During the call, no reason was given for the updated timeline and Clark didn’t rule out future layoffs as the integration continues.
“We talked about it being a 30- to 36-month endeavor for us to get to integration,” Clark said. “While we're still on that timeline, it will be later towards the spectrum of months. Probably closest to the ending side of the 36.”
A spokesperson later clarifed that Clark was reiterating information shared by Joe Martinetto, SVP and chief operating officer, in April, in which Martinetto referenced "unprecedented volume growth" and an "expanded scope of technology work" as reasons for the "revised integration plans." Advisors have frequently asked about the integration timeline, according to the spokesperson, and Martinetto anticipated it would cost up to $2.2 billion total in one-time integration costs.
Schwab clients will receive “more details and updates” on the integration before the end of the month, said Clark. Meanwhile, TD Ameritrade and Schwab will continue to run two separate custodial platforms “for the coming year, plus.”
But the integration is progressing, albeit slower than the firm’s most optimistic scenario.

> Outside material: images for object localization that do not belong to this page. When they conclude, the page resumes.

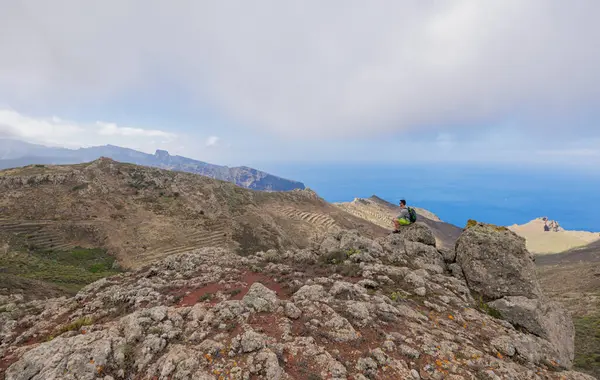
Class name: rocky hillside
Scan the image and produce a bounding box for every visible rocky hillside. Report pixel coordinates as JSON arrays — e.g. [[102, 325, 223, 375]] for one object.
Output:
[[509, 218, 600, 254], [1, 221, 594, 379], [0, 158, 384, 271], [536, 241, 600, 378], [334, 196, 462, 250], [0, 139, 305, 191]]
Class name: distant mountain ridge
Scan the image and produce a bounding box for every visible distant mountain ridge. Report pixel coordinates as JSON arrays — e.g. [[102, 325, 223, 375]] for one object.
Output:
[[0, 139, 305, 191]]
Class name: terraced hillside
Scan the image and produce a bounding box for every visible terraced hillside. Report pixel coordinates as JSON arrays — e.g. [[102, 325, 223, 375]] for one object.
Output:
[[334, 196, 462, 249], [0, 159, 386, 271]]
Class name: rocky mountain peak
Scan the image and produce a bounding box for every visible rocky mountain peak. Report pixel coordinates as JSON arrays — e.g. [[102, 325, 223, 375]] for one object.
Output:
[[1, 221, 590, 379], [154, 149, 171, 160]]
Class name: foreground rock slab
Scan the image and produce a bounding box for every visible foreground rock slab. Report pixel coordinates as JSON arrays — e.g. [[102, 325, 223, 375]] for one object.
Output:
[[0, 230, 592, 379]]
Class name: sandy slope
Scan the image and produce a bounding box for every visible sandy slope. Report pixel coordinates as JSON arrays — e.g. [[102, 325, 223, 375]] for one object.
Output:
[[509, 218, 600, 254]]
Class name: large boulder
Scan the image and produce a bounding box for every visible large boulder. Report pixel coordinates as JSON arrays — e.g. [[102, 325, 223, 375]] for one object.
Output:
[[455, 222, 542, 300], [393, 223, 436, 247], [488, 296, 575, 368], [456, 222, 575, 369], [379, 224, 445, 271], [319, 230, 383, 258]]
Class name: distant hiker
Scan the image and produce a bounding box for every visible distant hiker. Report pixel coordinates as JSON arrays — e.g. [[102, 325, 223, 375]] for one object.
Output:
[[393, 199, 417, 232]]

The leadership, technology, control and training teams of Schwab and TD Ameritrade have all been combined, said Clark, however future job cuts could be coming “where there’s duplication of roles.” In certain cases, staff may also leave because there are fewer senior positions available, he added.

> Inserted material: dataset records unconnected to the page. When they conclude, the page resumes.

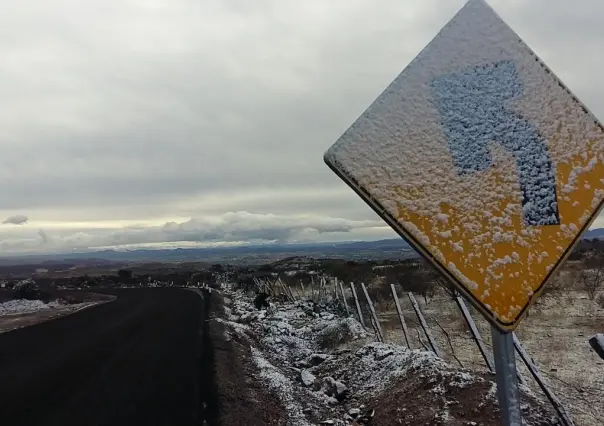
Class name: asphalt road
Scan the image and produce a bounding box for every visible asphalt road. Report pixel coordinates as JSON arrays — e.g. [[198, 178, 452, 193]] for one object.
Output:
[[0, 288, 209, 426]]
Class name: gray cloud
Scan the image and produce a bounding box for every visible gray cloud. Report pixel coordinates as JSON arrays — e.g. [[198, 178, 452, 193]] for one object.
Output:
[[0, 1, 602, 253], [2, 215, 28, 225], [38, 229, 50, 244], [0, 211, 388, 254]]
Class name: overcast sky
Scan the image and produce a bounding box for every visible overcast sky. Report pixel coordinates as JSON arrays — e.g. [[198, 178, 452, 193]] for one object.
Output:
[[1, 0, 603, 254]]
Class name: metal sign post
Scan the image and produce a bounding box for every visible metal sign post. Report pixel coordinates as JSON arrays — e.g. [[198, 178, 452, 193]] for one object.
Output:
[[491, 328, 522, 426]]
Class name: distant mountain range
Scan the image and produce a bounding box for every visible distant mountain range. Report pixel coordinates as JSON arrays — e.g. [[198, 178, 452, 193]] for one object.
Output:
[[584, 228, 604, 239], [2, 227, 603, 267], [0, 238, 414, 266]]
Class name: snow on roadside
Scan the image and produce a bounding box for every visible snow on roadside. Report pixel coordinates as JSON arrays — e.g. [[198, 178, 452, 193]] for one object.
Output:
[[0, 299, 67, 315], [220, 291, 557, 425], [251, 346, 313, 426]]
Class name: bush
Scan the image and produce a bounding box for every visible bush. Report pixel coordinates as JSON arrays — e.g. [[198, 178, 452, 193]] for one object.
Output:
[[322, 261, 375, 286], [580, 254, 604, 300], [12, 280, 51, 302], [597, 293, 604, 309], [117, 269, 133, 279], [366, 281, 394, 309], [385, 261, 439, 304]]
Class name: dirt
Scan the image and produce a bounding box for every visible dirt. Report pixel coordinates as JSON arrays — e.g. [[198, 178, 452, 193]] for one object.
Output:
[[206, 291, 287, 425], [0, 291, 116, 334], [0, 302, 100, 333], [367, 368, 555, 426], [216, 288, 560, 425], [378, 288, 604, 426]]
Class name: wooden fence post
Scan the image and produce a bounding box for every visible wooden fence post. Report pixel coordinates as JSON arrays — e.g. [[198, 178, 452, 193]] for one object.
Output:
[[408, 292, 442, 357], [334, 278, 339, 300], [350, 282, 366, 328], [390, 284, 411, 348], [361, 283, 384, 342], [339, 282, 350, 316], [455, 295, 494, 373]]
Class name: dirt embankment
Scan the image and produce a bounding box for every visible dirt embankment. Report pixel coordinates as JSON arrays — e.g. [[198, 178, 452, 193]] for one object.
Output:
[[204, 290, 286, 425], [208, 291, 560, 426]]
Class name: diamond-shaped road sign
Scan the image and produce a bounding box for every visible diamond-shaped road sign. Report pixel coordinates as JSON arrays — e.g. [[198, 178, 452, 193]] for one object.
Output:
[[324, 0, 604, 330]]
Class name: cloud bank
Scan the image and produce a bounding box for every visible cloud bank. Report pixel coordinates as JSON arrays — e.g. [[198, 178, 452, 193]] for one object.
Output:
[[2, 215, 28, 225], [0, 211, 392, 254]]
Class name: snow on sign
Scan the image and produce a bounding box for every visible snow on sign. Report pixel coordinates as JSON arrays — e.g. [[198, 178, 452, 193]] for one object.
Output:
[[324, 0, 604, 330]]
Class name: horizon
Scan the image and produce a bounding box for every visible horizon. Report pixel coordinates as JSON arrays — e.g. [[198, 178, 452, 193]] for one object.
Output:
[[0, 235, 412, 259], [2, 226, 604, 260]]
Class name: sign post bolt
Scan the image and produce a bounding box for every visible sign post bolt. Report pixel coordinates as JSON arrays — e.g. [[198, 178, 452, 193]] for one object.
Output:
[[491, 327, 522, 426]]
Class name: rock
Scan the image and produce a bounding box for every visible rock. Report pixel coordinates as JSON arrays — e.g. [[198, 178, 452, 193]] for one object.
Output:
[[349, 408, 361, 417], [325, 396, 339, 405], [308, 353, 329, 366], [295, 359, 310, 368], [300, 370, 316, 387], [239, 312, 260, 323], [358, 408, 375, 424], [322, 377, 348, 400], [334, 381, 347, 396], [376, 350, 394, 361]]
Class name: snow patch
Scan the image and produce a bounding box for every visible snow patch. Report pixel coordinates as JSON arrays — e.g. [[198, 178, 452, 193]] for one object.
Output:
[[0, 299, 66, 315]]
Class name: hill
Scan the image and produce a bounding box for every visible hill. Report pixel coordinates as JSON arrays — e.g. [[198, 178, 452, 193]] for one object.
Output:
[[0, 238, 414, 267]]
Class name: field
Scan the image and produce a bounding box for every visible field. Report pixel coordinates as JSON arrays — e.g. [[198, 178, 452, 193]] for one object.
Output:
[[375, 278, 604, 426]]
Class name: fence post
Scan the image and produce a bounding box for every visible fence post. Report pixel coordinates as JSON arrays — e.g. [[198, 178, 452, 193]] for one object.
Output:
[[334, 278, 339, 301], [339, 282, 350, 316], [455, 295, 494, 373], [390, 284, 411, 348], [350, 282, 366, 328], [408, 292, 442, 357], [361, 282, 384, 342]]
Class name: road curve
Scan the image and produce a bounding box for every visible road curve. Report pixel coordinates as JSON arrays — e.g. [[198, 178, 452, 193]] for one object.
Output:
[[0, 288, 208, 426]]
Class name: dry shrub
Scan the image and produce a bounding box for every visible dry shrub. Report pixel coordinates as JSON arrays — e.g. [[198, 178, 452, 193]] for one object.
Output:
[[597, 293, 604, 309], [317, 318, 366, 350]]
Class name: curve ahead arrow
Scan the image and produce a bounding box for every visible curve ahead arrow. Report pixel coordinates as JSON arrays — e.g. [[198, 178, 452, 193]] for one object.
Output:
[[431, 60, 560, 226]]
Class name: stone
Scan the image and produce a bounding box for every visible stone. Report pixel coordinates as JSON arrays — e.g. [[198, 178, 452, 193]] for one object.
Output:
[[300, 370, 316, 387], [322, 377, 348, 400], [307, 353, 329, 366], [349, 408, 361, 416]]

Meanwhile, client-facing roles won’t be impacted, said Clark. “I will tell you that we're not impacting client-facing individuals at all, on a going-forward basis, and haven’t since the inception of the deal itself.” The firm took a hit to its reputation earlier in the year, with angry advisors criticizing service shortcomings at the firm. Schwab responded by adding staff.

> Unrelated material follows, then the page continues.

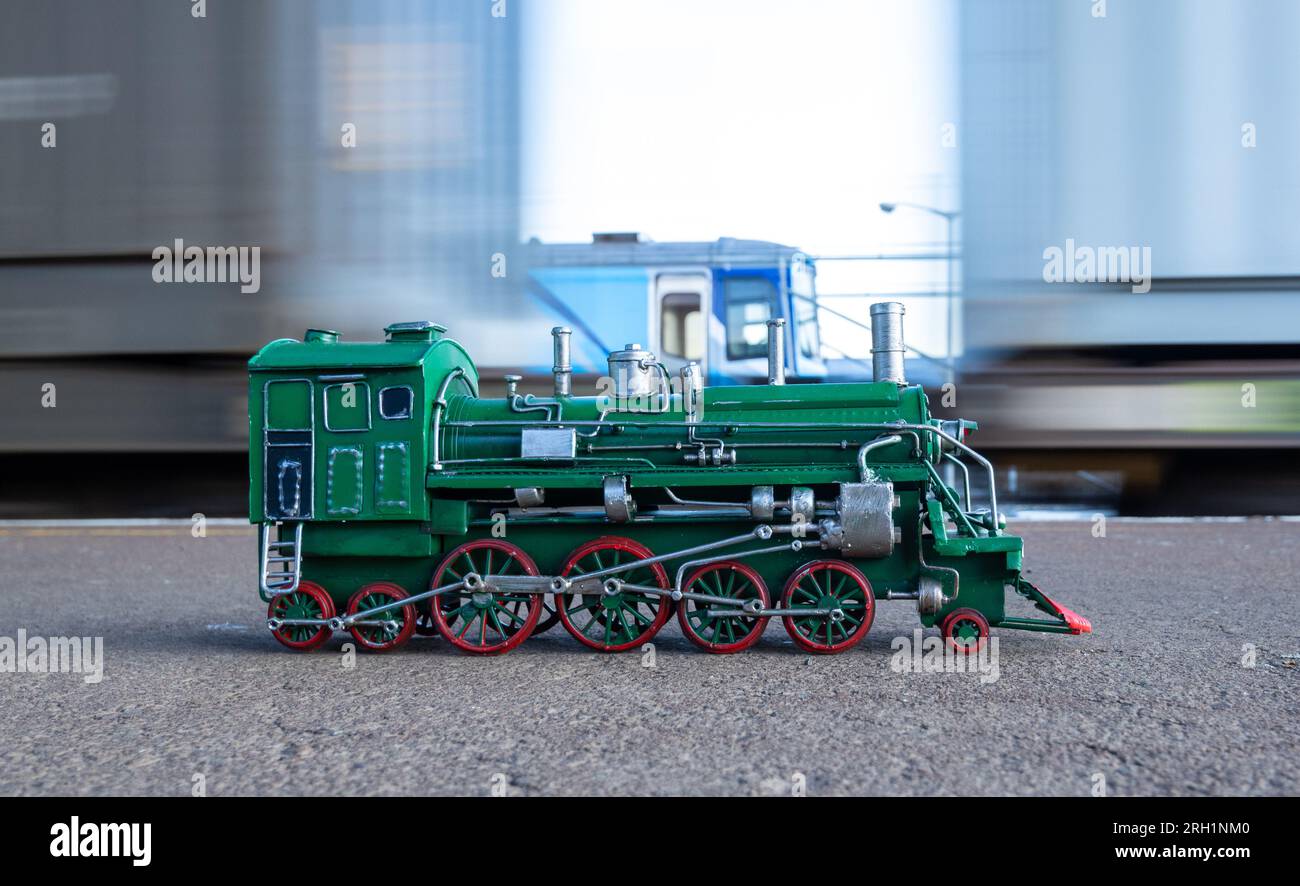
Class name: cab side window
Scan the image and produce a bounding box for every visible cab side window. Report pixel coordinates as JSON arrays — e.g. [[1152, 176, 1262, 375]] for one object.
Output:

Schwab also continues to build out digital capabilities on the back end of onboarding and account opening workflows, said Jalina Kerr, senior vice president of client experience at Schwab Advisor Services. While e-signature and electronic account opening capabilities are live for advisors, there is still a “paper trail” for Schwab. Schwab has tried to tame its paper tiger since at least 2019, and Kerr predicted that “in the next few weeks” the firm would unveil a “completely digital experience from account open through account funding to account setup.”